Selain itu, pengenalan silek mulai masuk ke sekolah sejak 2017. Silek tradisi menjadi ekstrakurikuler (ekskul) wajib di setiap SD dan SMP di Agam. Kepala Dinas Pendidikan dan Kebudayaan Agam, Isra, mengatakan, SD yang menyelenggarakan ekskul silek sudah 75 persen, sedangkan SMP hampir 100 persen. Di Agam, terdapat 447 SD dan 61 SMP.
”Silek tidak hanya bela diri dan pertunjukan, tetapi juga berintikan pembentukan karakter. Pengajaran silek di sekolah sangat relevan dengan program pemerintah pusat terkait revolusi mental melalui penguatan pendidikan karakter di sekolah,” kata Isra. Agam saat ini punya kurikulum silek untuk SD dan SMP. Kurikulum dirancang oleh tuo-tuo silek berkolaborasi dengan dinas pendidikan. Kurikulum mengatur dasar-dasar yang harus diajarkan, sedangkan pengembangan bergantung pada aliran setiap sasaran.
Pengajaran disesuaikan dengan kelompok usia.
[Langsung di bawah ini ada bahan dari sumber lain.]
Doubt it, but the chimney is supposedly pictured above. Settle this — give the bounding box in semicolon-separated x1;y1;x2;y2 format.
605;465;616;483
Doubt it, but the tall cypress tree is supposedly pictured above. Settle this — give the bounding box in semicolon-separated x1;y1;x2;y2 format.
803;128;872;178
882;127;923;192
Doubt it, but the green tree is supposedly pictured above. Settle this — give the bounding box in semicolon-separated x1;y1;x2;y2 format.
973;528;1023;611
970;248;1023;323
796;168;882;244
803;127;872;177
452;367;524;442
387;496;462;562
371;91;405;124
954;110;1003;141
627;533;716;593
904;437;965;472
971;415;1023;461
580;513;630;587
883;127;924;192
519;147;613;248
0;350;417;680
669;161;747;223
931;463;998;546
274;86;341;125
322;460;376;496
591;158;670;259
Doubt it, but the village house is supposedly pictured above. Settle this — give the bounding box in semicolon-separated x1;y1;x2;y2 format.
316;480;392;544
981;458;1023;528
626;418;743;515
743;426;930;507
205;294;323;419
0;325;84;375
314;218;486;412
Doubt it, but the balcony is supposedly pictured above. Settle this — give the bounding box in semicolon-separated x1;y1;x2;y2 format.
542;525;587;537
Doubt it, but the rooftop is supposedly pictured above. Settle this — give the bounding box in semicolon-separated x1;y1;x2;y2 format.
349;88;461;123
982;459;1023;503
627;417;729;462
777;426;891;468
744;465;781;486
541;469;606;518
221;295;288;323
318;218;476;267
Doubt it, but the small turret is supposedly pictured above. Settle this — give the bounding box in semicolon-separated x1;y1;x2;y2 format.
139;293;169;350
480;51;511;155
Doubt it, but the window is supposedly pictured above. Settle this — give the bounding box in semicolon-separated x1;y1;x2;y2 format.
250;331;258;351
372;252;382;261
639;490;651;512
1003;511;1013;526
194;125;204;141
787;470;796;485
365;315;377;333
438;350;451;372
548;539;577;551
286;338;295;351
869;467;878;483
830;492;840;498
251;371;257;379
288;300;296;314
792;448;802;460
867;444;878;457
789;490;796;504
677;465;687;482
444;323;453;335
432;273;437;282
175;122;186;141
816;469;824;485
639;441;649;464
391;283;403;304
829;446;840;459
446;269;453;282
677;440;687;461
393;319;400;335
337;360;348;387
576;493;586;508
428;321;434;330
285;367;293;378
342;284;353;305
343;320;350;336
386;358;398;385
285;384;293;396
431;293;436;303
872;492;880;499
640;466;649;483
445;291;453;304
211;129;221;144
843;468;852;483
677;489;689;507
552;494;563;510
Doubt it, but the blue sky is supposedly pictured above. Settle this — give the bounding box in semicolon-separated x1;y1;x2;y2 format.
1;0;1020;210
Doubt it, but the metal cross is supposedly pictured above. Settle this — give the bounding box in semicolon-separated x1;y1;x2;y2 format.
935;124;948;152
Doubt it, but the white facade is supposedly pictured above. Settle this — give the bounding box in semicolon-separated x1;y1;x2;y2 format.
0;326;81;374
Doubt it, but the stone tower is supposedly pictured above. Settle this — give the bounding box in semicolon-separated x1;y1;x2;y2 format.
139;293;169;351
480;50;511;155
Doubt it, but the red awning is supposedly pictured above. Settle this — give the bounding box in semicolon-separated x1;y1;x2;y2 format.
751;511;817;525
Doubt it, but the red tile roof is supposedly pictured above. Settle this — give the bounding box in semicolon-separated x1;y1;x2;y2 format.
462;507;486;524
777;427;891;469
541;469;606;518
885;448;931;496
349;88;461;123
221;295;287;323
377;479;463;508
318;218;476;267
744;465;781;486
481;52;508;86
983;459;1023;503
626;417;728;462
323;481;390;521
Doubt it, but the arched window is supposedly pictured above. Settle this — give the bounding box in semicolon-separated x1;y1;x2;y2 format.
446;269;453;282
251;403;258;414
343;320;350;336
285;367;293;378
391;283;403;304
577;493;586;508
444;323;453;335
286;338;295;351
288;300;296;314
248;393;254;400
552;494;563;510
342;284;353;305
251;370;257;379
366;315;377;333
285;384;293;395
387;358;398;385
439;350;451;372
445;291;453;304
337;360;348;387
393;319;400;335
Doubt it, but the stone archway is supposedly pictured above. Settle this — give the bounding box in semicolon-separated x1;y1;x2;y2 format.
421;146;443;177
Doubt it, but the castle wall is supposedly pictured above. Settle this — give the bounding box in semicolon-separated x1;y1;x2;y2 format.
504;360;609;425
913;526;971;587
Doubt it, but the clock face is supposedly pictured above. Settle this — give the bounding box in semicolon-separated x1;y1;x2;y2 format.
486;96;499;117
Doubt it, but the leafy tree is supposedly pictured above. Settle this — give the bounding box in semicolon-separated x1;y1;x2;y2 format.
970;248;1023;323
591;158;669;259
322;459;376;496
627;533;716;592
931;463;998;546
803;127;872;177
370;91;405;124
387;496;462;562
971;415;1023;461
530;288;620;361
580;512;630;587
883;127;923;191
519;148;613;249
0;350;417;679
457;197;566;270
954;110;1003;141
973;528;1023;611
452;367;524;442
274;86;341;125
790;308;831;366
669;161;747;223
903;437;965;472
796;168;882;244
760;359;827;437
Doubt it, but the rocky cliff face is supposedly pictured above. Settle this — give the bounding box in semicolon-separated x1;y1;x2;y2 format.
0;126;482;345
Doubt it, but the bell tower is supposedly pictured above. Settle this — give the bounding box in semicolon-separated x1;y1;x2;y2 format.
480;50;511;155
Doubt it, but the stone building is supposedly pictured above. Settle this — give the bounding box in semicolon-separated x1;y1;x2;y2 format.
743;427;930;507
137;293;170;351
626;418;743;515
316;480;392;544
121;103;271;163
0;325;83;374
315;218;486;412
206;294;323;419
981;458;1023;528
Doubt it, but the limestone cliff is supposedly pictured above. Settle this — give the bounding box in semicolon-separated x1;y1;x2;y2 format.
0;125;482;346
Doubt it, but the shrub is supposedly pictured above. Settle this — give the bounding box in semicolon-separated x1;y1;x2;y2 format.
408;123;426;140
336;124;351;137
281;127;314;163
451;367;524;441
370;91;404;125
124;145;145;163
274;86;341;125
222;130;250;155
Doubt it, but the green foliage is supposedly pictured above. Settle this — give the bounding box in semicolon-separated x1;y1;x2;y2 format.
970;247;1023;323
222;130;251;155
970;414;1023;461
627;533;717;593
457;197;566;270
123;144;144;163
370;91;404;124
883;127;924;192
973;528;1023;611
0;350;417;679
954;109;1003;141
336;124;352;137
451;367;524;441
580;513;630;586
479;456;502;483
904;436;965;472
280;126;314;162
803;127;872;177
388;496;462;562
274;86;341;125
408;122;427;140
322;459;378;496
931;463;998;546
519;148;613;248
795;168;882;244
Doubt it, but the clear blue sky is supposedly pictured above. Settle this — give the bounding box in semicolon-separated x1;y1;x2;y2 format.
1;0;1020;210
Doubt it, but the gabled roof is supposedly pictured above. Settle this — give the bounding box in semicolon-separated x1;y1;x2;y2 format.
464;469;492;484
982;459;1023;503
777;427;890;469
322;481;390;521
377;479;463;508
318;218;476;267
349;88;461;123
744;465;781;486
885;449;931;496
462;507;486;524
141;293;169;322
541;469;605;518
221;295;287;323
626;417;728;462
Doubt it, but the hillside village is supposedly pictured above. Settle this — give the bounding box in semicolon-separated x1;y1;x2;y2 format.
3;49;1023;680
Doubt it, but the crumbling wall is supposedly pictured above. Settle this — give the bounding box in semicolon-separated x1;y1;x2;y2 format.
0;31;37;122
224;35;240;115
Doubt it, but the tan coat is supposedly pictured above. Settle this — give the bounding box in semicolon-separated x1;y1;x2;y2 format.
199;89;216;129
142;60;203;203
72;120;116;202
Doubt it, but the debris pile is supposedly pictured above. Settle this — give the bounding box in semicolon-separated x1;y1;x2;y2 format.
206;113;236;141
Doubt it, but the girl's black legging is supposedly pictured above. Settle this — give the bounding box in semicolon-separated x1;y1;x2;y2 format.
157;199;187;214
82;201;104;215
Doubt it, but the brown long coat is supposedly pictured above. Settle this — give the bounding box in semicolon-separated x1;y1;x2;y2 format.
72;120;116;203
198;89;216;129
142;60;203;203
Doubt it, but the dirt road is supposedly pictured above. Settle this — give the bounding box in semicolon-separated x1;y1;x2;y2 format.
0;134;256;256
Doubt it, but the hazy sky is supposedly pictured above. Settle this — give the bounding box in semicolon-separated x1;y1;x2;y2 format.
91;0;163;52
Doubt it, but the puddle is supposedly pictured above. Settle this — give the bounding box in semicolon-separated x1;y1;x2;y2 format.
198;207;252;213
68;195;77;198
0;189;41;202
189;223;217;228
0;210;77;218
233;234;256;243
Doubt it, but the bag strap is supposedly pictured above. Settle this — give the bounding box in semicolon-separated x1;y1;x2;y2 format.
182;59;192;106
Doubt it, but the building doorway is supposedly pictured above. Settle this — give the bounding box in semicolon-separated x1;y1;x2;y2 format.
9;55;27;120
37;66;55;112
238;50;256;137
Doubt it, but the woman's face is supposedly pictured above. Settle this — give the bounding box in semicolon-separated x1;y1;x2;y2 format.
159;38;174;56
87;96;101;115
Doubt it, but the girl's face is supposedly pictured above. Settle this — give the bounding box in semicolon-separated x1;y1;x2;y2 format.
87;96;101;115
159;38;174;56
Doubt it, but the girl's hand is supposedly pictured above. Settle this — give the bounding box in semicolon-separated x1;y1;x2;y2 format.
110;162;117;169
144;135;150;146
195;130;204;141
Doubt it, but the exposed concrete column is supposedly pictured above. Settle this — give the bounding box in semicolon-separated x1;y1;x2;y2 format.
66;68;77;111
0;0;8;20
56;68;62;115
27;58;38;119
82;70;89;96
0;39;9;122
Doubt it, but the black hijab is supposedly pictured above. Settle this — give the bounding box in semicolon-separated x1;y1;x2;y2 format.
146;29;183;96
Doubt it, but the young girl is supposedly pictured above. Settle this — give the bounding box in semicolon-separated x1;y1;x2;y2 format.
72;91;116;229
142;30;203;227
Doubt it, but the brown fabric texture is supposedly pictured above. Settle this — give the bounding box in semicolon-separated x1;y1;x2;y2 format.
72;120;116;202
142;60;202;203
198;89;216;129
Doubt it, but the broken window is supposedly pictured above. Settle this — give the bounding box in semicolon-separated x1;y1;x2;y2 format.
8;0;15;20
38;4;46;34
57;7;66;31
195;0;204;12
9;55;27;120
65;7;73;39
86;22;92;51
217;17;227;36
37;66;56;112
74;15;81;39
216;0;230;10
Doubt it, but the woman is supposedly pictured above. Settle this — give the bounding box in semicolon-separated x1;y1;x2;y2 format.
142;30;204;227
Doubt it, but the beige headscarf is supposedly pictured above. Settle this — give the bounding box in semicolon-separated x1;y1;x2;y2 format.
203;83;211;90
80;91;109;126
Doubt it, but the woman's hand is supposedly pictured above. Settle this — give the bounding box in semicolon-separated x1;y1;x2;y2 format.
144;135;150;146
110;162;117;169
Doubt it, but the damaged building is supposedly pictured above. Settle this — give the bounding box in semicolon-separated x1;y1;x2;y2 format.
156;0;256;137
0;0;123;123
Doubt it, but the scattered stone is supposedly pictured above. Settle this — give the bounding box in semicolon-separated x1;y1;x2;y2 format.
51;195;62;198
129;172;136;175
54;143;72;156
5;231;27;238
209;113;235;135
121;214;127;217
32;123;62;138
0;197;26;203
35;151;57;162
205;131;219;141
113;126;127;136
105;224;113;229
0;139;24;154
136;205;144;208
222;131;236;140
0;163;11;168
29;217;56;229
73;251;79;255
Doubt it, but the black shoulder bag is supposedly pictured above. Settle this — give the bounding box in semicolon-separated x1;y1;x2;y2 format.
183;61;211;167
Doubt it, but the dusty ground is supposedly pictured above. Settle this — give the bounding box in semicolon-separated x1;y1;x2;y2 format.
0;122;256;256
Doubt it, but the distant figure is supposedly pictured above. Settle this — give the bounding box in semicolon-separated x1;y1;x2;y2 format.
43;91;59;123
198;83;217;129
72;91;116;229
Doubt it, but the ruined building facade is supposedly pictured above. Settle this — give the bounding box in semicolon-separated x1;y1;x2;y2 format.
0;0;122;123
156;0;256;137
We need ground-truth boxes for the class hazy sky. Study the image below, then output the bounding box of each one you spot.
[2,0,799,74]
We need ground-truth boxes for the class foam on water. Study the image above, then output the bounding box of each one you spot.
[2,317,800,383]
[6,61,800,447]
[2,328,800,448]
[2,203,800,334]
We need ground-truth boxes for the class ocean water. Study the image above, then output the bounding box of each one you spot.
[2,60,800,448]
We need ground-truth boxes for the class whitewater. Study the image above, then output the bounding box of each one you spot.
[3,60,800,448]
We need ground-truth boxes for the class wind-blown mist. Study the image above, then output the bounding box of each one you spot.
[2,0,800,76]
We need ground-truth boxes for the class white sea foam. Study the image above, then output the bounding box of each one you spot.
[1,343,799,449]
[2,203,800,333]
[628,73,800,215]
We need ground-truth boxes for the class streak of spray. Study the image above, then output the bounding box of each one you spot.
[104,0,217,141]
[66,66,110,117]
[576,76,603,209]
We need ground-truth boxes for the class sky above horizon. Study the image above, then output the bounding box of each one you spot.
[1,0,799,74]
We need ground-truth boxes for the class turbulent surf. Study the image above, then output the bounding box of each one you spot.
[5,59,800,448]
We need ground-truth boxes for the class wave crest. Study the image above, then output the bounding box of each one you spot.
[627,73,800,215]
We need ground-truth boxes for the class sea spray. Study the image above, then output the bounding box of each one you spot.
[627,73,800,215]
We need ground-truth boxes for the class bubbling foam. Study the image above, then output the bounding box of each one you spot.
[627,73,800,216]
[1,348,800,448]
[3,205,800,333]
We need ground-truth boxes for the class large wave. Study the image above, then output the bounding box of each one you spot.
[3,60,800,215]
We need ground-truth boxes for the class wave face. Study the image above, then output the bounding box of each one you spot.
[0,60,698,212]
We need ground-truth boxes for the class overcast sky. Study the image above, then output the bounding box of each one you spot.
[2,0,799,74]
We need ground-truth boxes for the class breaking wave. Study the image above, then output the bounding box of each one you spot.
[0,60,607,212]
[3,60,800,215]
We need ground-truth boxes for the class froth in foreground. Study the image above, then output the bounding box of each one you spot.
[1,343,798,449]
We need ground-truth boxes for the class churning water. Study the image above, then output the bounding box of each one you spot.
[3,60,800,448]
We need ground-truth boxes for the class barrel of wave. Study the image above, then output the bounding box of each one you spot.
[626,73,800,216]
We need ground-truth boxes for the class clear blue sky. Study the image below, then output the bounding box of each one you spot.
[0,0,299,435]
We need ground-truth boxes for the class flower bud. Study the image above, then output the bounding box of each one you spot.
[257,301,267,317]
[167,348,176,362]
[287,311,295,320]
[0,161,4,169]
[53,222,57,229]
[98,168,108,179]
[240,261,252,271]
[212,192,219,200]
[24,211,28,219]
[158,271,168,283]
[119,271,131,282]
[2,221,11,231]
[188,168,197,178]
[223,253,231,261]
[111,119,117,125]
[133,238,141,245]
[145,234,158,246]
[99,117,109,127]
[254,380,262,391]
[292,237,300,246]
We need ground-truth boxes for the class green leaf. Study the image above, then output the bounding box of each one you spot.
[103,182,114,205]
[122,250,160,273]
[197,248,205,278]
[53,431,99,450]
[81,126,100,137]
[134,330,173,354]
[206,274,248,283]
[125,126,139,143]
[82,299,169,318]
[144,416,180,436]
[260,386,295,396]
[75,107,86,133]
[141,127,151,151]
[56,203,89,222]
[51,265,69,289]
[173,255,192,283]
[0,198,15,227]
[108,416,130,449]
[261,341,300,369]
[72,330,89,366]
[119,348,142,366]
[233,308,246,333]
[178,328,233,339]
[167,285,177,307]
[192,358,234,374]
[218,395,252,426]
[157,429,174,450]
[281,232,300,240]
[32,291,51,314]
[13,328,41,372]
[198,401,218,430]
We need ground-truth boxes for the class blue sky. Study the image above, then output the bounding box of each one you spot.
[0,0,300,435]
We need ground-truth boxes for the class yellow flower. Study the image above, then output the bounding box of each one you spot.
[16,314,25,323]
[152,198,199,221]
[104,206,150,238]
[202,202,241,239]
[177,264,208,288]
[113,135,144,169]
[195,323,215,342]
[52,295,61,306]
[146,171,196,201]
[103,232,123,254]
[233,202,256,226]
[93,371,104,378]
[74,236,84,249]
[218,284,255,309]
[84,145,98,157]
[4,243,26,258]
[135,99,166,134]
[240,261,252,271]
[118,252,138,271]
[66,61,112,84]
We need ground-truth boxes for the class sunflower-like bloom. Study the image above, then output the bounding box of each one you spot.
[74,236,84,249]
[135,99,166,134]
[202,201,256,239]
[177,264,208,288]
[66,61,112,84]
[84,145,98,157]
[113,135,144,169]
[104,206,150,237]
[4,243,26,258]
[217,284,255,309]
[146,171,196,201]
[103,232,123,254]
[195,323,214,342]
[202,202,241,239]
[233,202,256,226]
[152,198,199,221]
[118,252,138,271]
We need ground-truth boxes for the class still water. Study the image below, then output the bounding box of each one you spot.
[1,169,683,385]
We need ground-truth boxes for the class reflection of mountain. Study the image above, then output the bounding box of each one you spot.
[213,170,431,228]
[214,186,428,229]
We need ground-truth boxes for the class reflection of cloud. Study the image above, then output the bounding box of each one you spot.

Di tingkat SD, misalnya, sebagai pengenalan, siswa tak melulu latihan silek. Pada waktu tertentu, siswa diberi waktu bermain agar tidak membosankan. Sesekali mereka diajak berkemah, menjelajahi alam, atau ke kota untuk latihan sambil jalan-jalan.
”Yang penting mereka tertarik dulu. Itu upaya menggaet mereka agar tidak lagi main gim di warnet atau gawai,” ujar Rahmadsyah. Dia menilai, masuknya silek ke sekolah cukup ampuh memulihkan eksistensinya. Pertumbuhan murid baru di Sasaran Talago Biru Tanjung Raya, misalnya, mencapai 50 persen dalam tiga tahun terakhir.
Selain mengenalkan silek, sekolah berperan pula memberikan pemahaman kepada orangtua agar memperbolehkan anaknya belajar silek. Selama ini orangtua kerap menjadi hambatan pewarisan silek.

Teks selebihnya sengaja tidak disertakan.